Executive Director of ECADE, Kenita Placide, emphasised that as part of the approach to dealing with getting rid of discriminatory laws within the Caribbean was the security of all parties involved, which she explained was the reason the non-profits under the ECADE umbrella chose not to address the media before the SKN judgement.

“ECADE’s strategy has been pretty much, until now, no media. ECADE’s strategy was not just about launching cases; it was about building community, strengthening organisations, ensuring security plans, ensuring communications strategies as well as the wellbeing of the litigants, always on the docket at all times. And even as we celebrate today, I still think about the security aspect of every single person involved, whether it be a lawyer sitting in their office, a litigant on the ground having to now navigate the public when their name are the ones on the line, and their faces are the ones circulating in media. So I think when we look at litigation cases, we all should think about them being broader than just a case in the court and all the other aspects that we need to have concerns with.”
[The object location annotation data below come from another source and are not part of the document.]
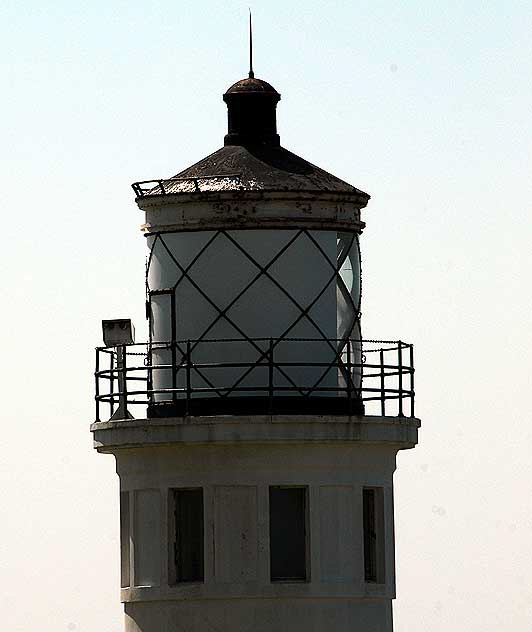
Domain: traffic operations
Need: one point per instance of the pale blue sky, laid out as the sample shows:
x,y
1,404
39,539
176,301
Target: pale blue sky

The lead legal counsel in these regional cases is Veronica Cenac, based in St. Lucia. Cenac said that security concerns are at the forefront of the ongoing fight for equality in the region. One of the next significant steps would be the introduction of protective laws.
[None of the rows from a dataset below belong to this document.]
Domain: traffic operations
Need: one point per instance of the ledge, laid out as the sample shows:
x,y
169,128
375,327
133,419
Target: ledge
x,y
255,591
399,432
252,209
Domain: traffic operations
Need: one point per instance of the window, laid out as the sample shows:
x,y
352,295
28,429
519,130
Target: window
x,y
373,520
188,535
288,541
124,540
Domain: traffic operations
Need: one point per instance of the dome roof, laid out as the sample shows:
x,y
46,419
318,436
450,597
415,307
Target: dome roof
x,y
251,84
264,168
“In order to move forward legally on any issues around protections, we have to address initially the whole question of the buggery and the punitive laws that exist… Without giving too much detail on it, Kenita indicated earlier our strategy has been one where we have no press. Our strategy has also been one where we do not telegraph everything we have to do because [there are] a lot of things happening in and around what we have to do, and we’re operating at various levels. But essentially, the next strategy is to push for the enactment of protective legislation, protective laws rather, so that the LGBT community will fall within the existing levels of protection that is in place for other [people].”

E. Anthony Ross QC, a lawyer and former Judge, now serving private clients and governments, also gave remarks during the press conference and shared that the decision by the courts should have been handled by the state and should not have been led by citizens as the state should have no jurisdiction in what goes on in the bedrooms of consenting adults.
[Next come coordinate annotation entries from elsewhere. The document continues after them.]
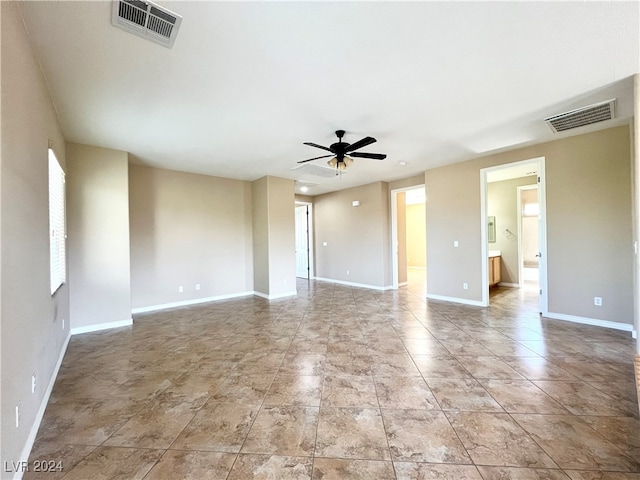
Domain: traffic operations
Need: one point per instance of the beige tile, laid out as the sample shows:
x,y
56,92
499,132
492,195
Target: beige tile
x,y
349,391
591,475
56,459
574,445
271,467
462,394
340,469
446,366
224,361
435,471
220,427
303,364
580,398
522,396
283,430
488,367
405,392
496,439
422,436
157,425
115,463
351,433
248,389
288,389
512,473
388,365
192,465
“What we’re looking at is a shameful expression of a rite of passage. For the state to have laws on its books that are contrary to its own constitution and do nothing about it, that seems to be the biggest problem. This is just another one of those dominoes that should be flat but was still left upright. I think Trudeau put it very succinctly when he said that the state has no business in the bedrooms of the nations.”

In response to the decision in St. Kitts, many took to social media to voice either praise or concern about the ruling. One of the main concerns about children.

The Executive Director of ECADE reminded the public that their group also advocates for the protection of minors saying, “Our organisation, St. Kitts and Nevis Alliance, stands firmly on the protection of minors, and so the work that we actually advocate for in terms of sexual intimacy is talking about consenting adults. Anyone who goes outside that law should be dealt with [to] the fullest extent of the law. If [one is] dealing with a minor or doing something which is not consensual, there are laws that would allow for those matters to be addressed. But in our case, we were dealing with consenting adults in this situation.”

E. Anthony Ross QC said there is no need to be apologetic about the decision, and as it relates to the protection of minors, that should be left up to the state.

“I don’t think we have to be apologetic in any way for that judgment… look at your constitution, that’s what did it. The Constitution is the measure, and if the laws operate so as to violate the Constitution, you strike them down. We don’t have to go into … minors or any other thing that’s a problem for the State and let the State look after its own problems and stay out of the bedrooms of consenting adults.”

St. Kitts and Nevis marks the second win in a five-country legal challenge to anti-gay laws, which included the first win in Antigua and Barbuda earlier this summer, Barbados, Grenada, and St. Lucia. The work continues.